Chasse aux niches fiscales
Dans un contexte de crise de la zone euro, “Bruxelles pourrait s’attaquer aux niches fiscales”, précise Philippe Laulanet concernant la Pac à horizon 2020. Si, comme l’affirme Joseph Daul, les commissaires “ne lâcheront pas sur le budget”, les niches fiscales sont, en revanche, dans le collimateur des autorités européennes. “La suppression de la DPI (déduction pour investissement) aurait un effet dévastateur”, explique Philippe Laulanet.

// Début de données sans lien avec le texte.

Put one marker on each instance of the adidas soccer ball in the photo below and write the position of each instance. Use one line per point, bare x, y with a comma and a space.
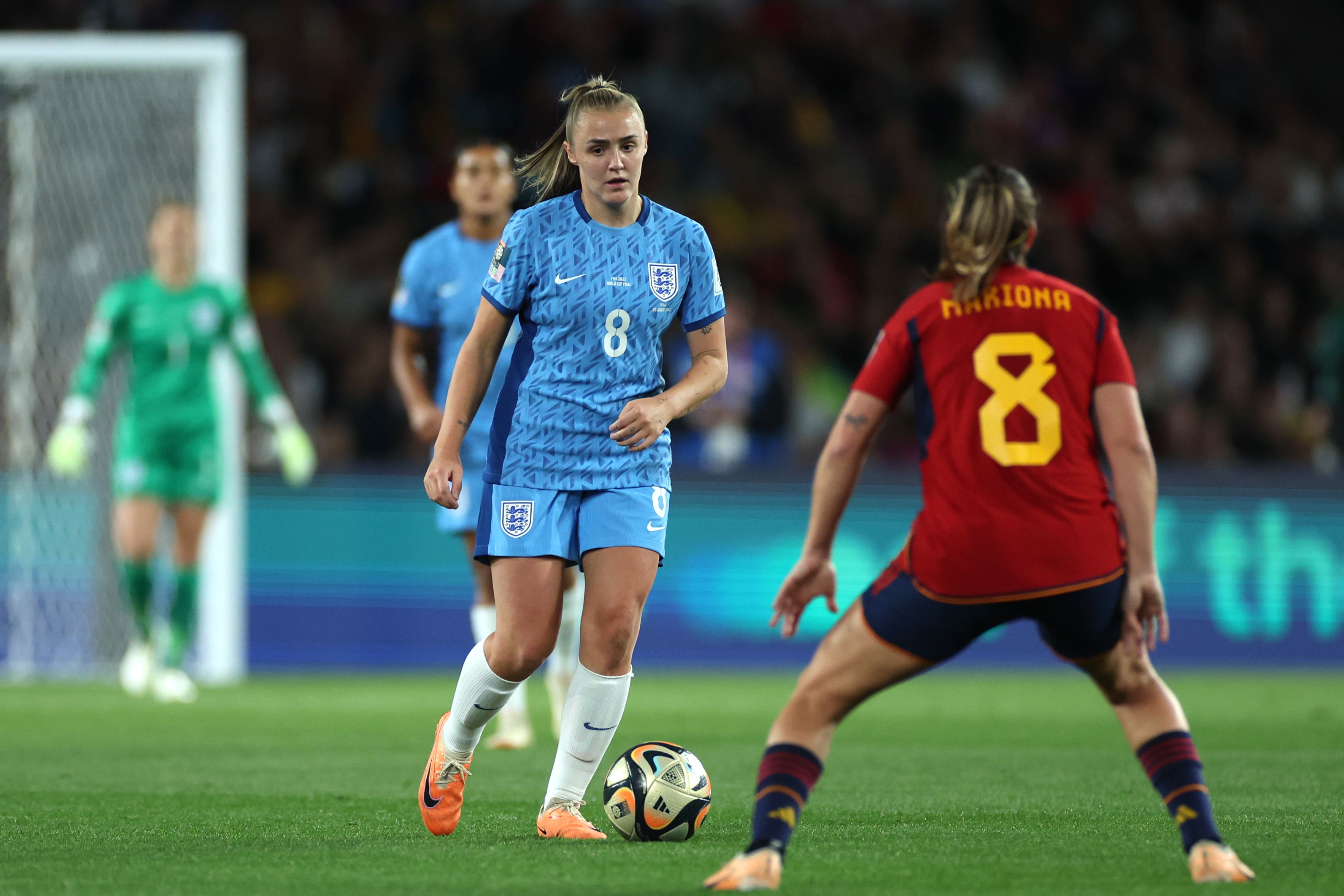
656, 792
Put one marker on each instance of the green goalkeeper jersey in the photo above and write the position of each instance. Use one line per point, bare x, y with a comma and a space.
170, 336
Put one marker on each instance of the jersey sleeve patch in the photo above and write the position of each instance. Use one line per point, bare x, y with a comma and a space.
890, 365
500, 261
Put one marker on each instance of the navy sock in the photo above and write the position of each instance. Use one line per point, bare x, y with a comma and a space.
1178, 775
787, 777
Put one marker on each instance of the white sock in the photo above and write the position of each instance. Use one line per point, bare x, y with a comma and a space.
592, 712
483, 626
480, 695
565, 659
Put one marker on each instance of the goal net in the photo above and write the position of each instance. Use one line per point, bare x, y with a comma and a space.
97, 131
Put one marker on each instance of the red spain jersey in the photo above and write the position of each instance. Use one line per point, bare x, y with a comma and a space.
1015, 504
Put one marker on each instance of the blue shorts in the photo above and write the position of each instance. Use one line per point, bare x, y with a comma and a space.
541, 523
1077, 625
463, 520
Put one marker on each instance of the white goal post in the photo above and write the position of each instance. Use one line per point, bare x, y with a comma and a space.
29, 65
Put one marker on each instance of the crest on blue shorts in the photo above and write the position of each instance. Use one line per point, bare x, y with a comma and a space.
663, 281
515, 518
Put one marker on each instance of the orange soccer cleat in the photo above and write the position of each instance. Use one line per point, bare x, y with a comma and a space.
441, 786
1214, 863
758, 870
566, 823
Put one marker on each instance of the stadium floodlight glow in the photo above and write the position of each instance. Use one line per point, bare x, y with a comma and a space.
98, 128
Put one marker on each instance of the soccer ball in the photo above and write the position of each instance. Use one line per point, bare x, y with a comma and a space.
656, 792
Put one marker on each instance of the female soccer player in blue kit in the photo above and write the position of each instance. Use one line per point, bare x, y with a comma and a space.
437, 291
578, 457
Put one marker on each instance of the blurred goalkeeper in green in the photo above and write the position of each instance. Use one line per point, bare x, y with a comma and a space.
167, 454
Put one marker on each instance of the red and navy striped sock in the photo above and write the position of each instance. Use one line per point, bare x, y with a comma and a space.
787, 777
1174, 767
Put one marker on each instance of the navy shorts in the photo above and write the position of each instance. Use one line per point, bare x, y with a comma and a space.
1077, 625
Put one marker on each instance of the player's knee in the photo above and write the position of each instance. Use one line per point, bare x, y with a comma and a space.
1131, 680
516, 659
135, 547
818, 701
608, 641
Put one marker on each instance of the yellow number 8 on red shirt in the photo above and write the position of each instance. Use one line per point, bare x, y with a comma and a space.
1011, 391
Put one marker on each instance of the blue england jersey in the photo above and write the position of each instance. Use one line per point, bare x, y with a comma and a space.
437, 291
593, 303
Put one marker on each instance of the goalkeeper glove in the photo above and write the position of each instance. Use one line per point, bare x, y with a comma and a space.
68, 449
297, 459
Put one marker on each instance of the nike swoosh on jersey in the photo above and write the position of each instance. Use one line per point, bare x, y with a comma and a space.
429, 801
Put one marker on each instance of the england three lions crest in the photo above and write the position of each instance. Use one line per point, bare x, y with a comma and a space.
663, 281
516, 518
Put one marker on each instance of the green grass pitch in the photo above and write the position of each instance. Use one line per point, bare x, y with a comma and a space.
955, 784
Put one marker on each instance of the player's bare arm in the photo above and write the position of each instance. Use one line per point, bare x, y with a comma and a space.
832, 485
471, 379
409, 346
643, 421
1135, 475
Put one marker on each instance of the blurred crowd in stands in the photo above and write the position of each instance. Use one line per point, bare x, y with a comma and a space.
1186, 179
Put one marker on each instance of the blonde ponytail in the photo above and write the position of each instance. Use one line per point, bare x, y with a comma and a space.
548, 170
991, 213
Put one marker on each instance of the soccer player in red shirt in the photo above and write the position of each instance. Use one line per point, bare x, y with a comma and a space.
1010, 367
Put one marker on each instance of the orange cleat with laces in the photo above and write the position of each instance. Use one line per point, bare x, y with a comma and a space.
758, 870
441, 786
1214, 863
566, 823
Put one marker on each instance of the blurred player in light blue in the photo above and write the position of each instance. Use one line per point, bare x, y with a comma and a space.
580, 459
438, 289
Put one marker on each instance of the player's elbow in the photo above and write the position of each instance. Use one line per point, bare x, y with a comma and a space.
1132, 449
717, 366
843, 449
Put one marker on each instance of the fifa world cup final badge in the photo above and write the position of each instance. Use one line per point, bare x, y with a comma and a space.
515, 518
500, 260
663, 281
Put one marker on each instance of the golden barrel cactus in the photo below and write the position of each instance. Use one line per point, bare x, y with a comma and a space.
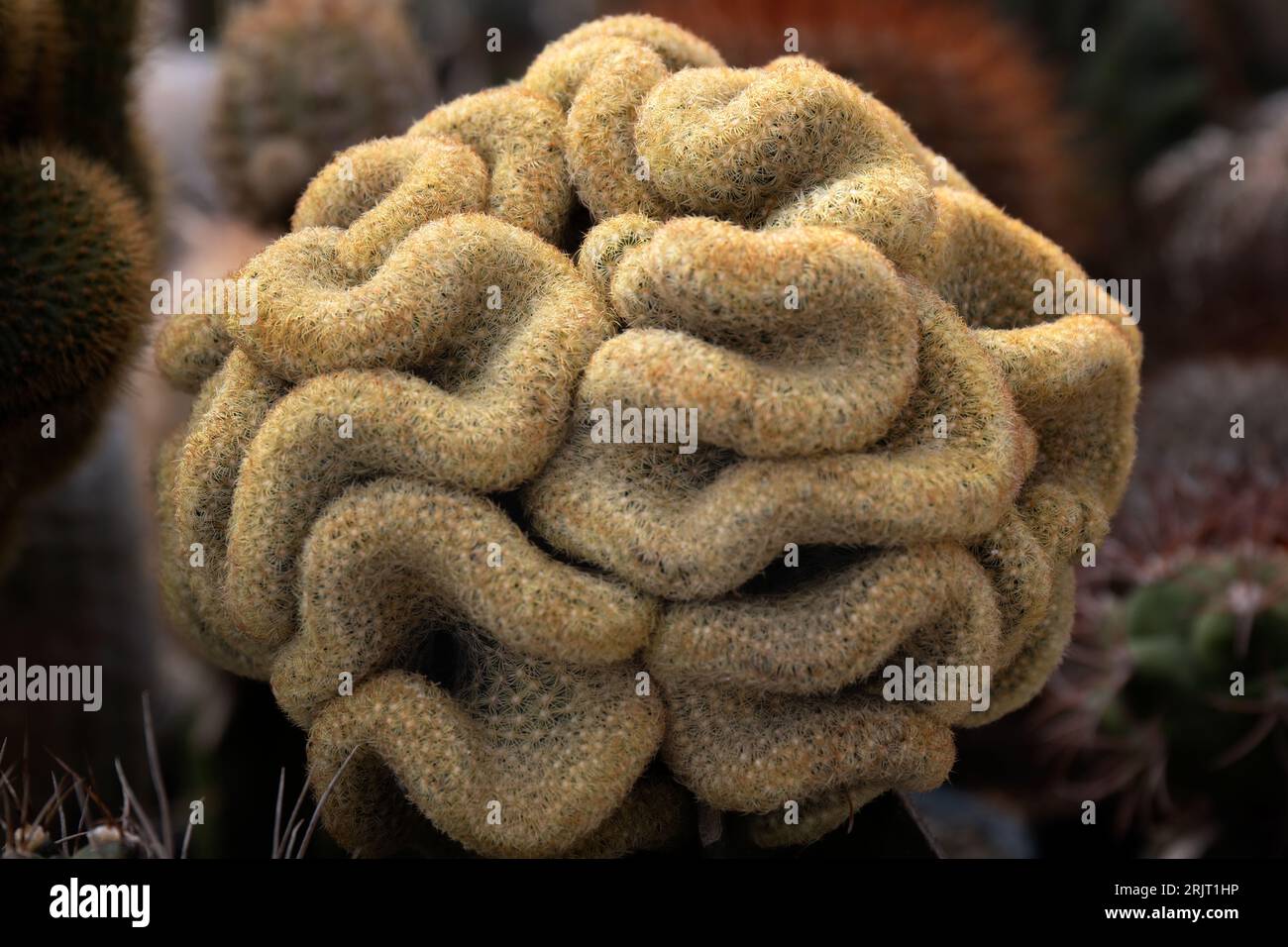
395, 499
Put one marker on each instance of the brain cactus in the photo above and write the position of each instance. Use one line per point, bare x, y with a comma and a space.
395, 500
75, 261
1193, 590
301, 78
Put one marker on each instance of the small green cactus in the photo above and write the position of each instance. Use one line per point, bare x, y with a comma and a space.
1209, 648
75, 262
301, 78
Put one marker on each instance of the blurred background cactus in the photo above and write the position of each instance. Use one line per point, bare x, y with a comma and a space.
1144, 715
300, 80
970, 82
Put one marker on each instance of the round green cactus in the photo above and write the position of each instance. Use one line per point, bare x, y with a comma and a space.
1209, 648
301, 78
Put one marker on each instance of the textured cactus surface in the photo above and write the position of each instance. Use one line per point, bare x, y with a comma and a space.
391, 476
75, 260
1170, 701
301, 78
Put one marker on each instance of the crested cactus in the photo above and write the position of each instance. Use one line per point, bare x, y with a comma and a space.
75, 262
399, 501
301, 78
65, 73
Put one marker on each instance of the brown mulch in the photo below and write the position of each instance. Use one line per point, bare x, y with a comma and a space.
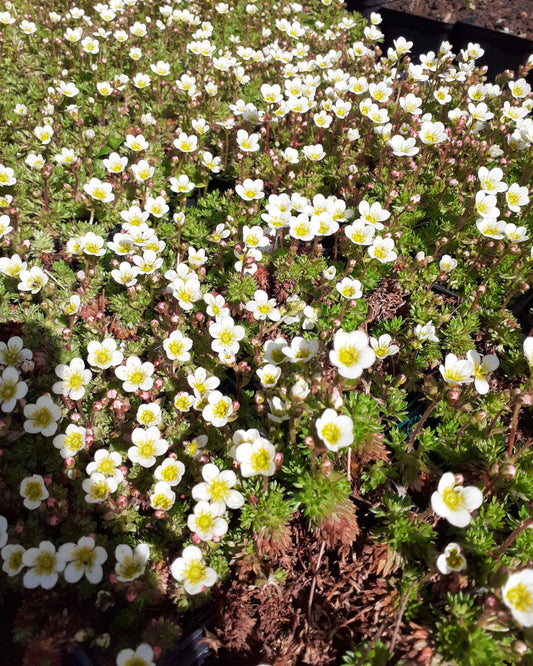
514, 17
325, 606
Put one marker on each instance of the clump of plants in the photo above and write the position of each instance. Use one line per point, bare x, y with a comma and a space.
264, 296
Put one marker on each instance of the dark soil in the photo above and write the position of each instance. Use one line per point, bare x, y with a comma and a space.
511, 16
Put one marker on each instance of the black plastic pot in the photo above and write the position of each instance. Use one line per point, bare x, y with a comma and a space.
502, 51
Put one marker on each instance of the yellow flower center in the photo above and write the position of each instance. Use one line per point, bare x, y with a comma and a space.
45, 564
161, 501
453, 498
204, 521
99, 490
260, 460
169, 473
146, 449
349, 356
520, 598
74, 442
194, 572
42, 418
8, 390
84, 557
331, 433
220, 409
136, 377
34, 491
218, 490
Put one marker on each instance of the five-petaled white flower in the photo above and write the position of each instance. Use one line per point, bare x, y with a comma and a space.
136, 375
84, 558
455, 502
335, 430
190, 569
351, 353
74, 378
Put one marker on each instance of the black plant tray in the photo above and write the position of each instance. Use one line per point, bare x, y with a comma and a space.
502, 51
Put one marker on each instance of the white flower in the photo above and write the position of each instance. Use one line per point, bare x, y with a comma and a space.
314, 153
250, 189
372, 215
452, 560
491, 181
71, 442
104, 354
136, 143
402, 147
74, 379
456, 372
269, 375
256, 457
273, 351
44, 134
98, 487
106, 463
32, 280
226, 335
382, 249
142, 656
142, 171
12, 555
349, 288
248, 143
34, 491
426, 332
99, 190
83, 559
382, 347
481, 369
516, 234
218, 410
217, 488
351, 353
186, 143
162, 497
182, 184
44, 565
147, 444
170, 471
454, 502
136, 375
206, 521
11, 389
191, 570
42, 416
336, 431
131, 563
115, 163
262, 307
13, 352
517, 594
432, 133
301, 350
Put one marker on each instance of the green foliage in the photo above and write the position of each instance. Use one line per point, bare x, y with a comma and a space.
321, 497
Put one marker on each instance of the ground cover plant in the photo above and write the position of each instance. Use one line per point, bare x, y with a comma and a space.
266, 345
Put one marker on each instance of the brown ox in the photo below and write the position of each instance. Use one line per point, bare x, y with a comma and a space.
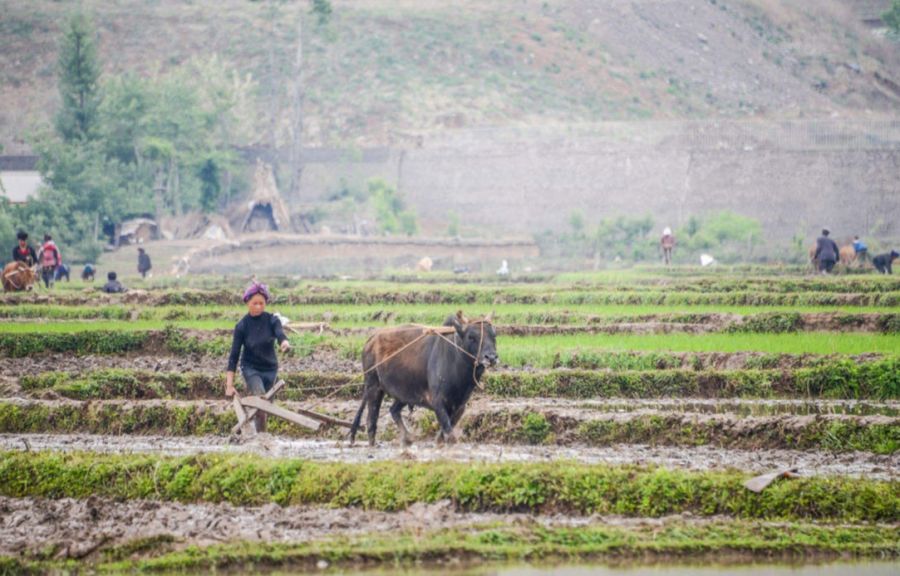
417, 366
18, 277
848, 255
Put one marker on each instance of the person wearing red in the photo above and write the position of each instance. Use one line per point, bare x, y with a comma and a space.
667, 242
49, 258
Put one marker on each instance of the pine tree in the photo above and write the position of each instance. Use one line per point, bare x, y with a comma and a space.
79, 71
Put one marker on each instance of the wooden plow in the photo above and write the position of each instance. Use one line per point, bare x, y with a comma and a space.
247, 407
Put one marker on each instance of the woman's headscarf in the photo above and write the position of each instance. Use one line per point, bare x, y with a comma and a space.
257, 288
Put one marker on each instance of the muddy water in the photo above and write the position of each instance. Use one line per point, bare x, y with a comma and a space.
865, 464
72, 528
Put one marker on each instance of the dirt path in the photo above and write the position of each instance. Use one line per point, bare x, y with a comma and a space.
79, 528
689, 458
326, 361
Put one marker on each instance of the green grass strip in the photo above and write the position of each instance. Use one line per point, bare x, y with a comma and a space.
833, 379
499, 543
539, 351
535, 487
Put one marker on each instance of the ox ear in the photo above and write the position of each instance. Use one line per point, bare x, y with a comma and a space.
458, 322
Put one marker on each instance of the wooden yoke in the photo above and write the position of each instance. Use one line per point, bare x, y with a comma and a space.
246, 416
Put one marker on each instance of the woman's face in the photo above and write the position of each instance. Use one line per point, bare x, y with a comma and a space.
256, 305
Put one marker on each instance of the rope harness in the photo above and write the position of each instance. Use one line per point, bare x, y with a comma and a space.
427, 331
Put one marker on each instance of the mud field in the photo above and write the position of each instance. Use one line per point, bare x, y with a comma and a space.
604, 432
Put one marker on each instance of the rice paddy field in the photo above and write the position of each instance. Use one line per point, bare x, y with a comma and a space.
626, 413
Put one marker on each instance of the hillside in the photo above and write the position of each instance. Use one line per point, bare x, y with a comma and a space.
382, 71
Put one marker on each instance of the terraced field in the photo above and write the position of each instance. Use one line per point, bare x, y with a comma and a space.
626, 413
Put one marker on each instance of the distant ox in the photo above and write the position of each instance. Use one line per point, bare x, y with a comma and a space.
17, 277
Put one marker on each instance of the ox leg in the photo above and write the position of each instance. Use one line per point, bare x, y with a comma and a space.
375, 397
354, 428
397, 415
446, 423
454, 420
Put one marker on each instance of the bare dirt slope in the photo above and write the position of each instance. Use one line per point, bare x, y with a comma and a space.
381, 69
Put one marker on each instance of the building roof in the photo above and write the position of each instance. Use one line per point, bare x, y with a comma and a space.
20, 187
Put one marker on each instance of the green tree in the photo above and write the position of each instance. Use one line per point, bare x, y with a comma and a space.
729, 235
390, 212
79, 73
892, 17
321, 9
210, 189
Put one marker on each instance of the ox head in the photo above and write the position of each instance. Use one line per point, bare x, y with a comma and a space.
477, 337
17, 277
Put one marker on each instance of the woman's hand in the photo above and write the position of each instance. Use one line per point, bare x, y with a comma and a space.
229, 384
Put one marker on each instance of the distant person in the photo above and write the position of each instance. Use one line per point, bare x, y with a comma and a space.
23, 252
860, 249
112, 286
62, 271
50, 258
667, 242
144, 265
827, 252
884, 262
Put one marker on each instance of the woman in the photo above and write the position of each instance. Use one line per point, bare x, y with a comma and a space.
256, 333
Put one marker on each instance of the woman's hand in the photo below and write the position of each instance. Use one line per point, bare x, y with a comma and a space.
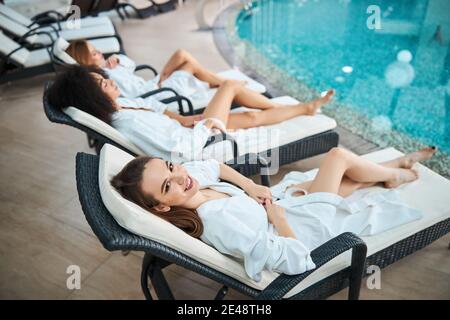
258, 192
190, 121
112, 61
211, 124
275, 213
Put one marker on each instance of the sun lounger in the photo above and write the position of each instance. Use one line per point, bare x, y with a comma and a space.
109, 215
164, 244
20, 62
63, 57
44, 19
44, 36
297, 139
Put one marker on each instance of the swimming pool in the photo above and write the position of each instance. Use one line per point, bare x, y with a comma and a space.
397, 76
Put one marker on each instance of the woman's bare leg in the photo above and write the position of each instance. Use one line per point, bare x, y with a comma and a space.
219, 107
244, 120
183, 60
348, 186
339, 162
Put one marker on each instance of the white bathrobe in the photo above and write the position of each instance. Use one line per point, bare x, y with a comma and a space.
158, 135
238, 225
184, 83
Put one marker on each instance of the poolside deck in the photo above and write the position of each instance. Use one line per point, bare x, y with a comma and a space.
42, 227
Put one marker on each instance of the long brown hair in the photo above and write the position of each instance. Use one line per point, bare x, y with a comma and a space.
76, 87
128, 183
79, 50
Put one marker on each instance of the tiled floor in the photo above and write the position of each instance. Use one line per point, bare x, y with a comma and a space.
42, 227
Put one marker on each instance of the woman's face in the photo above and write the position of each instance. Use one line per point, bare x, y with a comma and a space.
168, 183
108, 86
95, 56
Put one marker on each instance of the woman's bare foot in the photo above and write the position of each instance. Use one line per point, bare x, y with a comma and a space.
242, 83
313, 106
410, 159
402, 176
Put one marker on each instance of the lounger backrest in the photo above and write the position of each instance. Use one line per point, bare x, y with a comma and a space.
15, 15
101, 127
12, 26
59, 50
7, 45
139, 221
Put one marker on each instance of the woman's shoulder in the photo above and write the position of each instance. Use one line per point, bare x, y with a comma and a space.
130, 102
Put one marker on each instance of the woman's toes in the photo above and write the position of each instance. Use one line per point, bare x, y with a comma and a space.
402, 176
421, 155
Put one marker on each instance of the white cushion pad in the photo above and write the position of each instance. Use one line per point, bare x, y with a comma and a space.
429, 194
263, 138
249, 140
235, 74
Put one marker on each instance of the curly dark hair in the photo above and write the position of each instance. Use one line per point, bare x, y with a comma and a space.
77, 88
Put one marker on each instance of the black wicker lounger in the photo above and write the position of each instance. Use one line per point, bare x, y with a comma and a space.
288, 153
158, 256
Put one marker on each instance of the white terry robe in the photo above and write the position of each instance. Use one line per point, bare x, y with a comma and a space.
157, 134
238, 225
184, 83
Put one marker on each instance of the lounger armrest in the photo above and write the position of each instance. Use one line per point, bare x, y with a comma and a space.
45, 18
146, 66
223, 137
279, 287
156, 91
38, 29
179, 99
32, 33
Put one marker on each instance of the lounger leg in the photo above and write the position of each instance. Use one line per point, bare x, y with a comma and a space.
144, 277
356, 271
152, 267
222, 293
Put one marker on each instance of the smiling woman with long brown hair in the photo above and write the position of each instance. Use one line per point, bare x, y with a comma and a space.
240, 218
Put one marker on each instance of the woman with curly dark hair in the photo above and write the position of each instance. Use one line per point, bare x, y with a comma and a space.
158, 131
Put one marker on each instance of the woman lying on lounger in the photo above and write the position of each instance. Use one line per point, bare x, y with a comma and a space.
159, 132
241, 220
182, 73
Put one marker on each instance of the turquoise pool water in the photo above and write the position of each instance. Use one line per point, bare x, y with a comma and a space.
398, 75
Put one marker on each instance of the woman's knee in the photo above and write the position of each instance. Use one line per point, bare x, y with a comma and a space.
337, 153
252, 118
183, 55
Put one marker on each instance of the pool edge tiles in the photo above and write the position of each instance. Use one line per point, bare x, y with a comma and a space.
242, 54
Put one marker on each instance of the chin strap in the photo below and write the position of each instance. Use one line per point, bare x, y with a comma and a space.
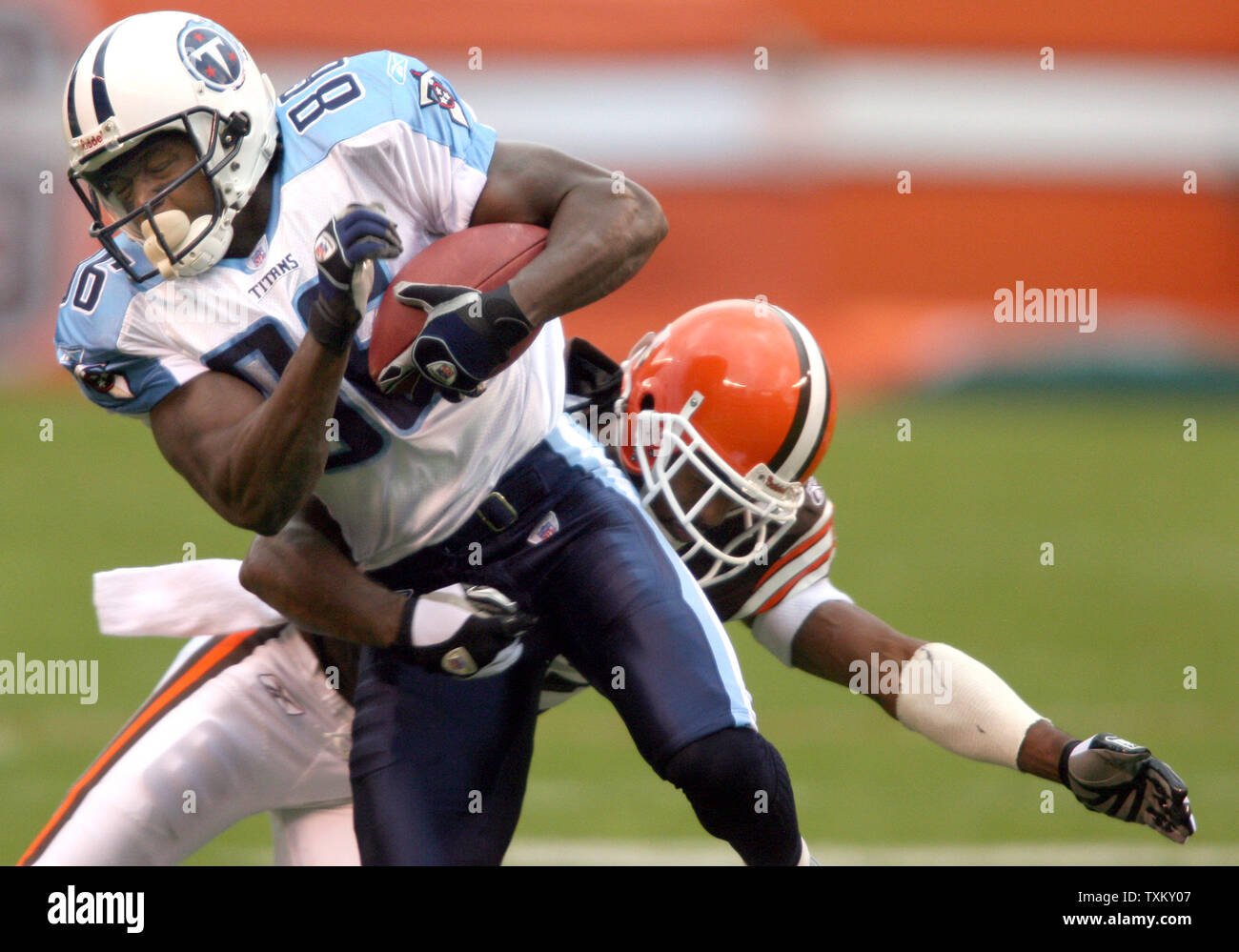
178, 232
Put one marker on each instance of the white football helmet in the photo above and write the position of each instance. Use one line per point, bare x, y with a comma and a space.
169, 72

De fait, la DPI permet aux agriculteurs de déduire chaque année une fraction de leur bénéfice pour financer leurs investissements. “La DPI permet de faire des économies de trésorerie”, résume-t-il. Par conséquent la supprimer revient à diminuer les capa-cités d’investissements des agriculteurs. “Pour des raisons électorales, la DPI est passée entre les mailles du filet”, mais, passée la période électorale, l’expert craint que sa suppression ne soit de nouveau d’actualité. Par ailleurs, la nouvelle Pac pourrait diminuer les capacités d’investissements des agriculteurs en diminuant leurs revenus. Sont montrés du doigt la redistribution et la convergence des aides qui pourraient entraîner une baisse des aides de base pour les agriculteurs français. Néanmoins, “qui dit baisse des investissements, dit baisse des amortissements”. Le fiscaliste agricole temporise donc sur les conséquences négatives de la proposition de la nouvelle Pac. Parallèlement, les agriculteurs vont être soumis à une obligation de mettre aux normes le matériel agricole dans le cadre de l’éco-conditionnalité. 20 % des outils de traitement ne sont pas adaptés. Il ne s’agit pas de renouveler automatiquement tout le matériel agricole. Des modifications ou des adaptations de matériel peuvent suffire. Et les industriels et les distributeurs de matériel agricole devront être présents pour répondre aux attentes des agriculteurs en terme d’investissements sur cet objectif.